Rabat – French authorities have stripped a 20-year old French-Moroccan national of his French citizenship.
A French court sentenced 20-year old Faycal Ait Messaoud to four years in prison in March 2018 for attempting to travel to Syria only a few days after the Charlie Hebdo attacks in January 2015.
AFP quoted a judge, who said he gave Ait Messaoud a lighter sentence than the sentences given to the three other people who also attempted to reach Syria after the attacks. The judge cited his “very young age at the time of the events” as justification for the lighter sentence.
The French Ministry of Interior said that it had stripped 16 people of French nationality since 2002 due to terrorism charges, including five in 2015.
French authorities have the right to deprive people of citizenship if they are dual nationals for specific reasons including treason and terrorism
This is not the first time that France has stripped a defendant of Moroccan origin of French nationality.

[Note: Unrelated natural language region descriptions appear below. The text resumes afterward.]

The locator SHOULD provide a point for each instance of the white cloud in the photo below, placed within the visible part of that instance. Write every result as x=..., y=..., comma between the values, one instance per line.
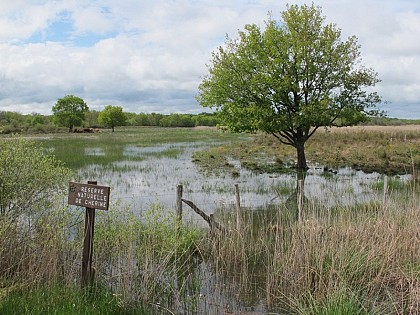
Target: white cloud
x=150, y=55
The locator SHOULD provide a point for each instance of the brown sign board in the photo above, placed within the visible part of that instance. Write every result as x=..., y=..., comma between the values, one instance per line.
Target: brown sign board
x=89, y=196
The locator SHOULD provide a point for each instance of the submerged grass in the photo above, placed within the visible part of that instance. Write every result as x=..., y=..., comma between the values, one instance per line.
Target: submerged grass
x=125, y=144
x=390, y=150
x=56, y=299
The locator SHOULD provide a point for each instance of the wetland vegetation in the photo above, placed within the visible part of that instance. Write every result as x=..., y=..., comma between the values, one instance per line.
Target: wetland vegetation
x=351, y=253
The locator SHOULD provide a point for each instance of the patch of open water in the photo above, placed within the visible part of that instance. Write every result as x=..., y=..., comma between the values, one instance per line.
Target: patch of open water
x=152, y=180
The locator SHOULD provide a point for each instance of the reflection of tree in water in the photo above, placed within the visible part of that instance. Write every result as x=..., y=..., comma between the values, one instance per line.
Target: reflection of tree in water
x=295, y=201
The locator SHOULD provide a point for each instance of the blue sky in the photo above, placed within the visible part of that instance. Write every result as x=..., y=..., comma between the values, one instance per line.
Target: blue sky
x=150, y=56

In June, French authorities stripped another Moroccan-French national of his French nationality for conspiring to join terrorists in Afghanistan. The dual national was sentenced to five years in prison in 2014.
In February 2016, the English speaking magazine the Economist reported that France has “undertaken a raft of counter-terrorism measures” after the November 2017 attacks in Paris.
The website also said that many French citizens deplored French decision to strip dual citizens of French citizenship.
“Many French citizens with dual citizenship from North African countries sense that they—not Franco-Germans or Franco-Americans, say—are the only dual citizens that lawmakers really have in mind,” said the Economist.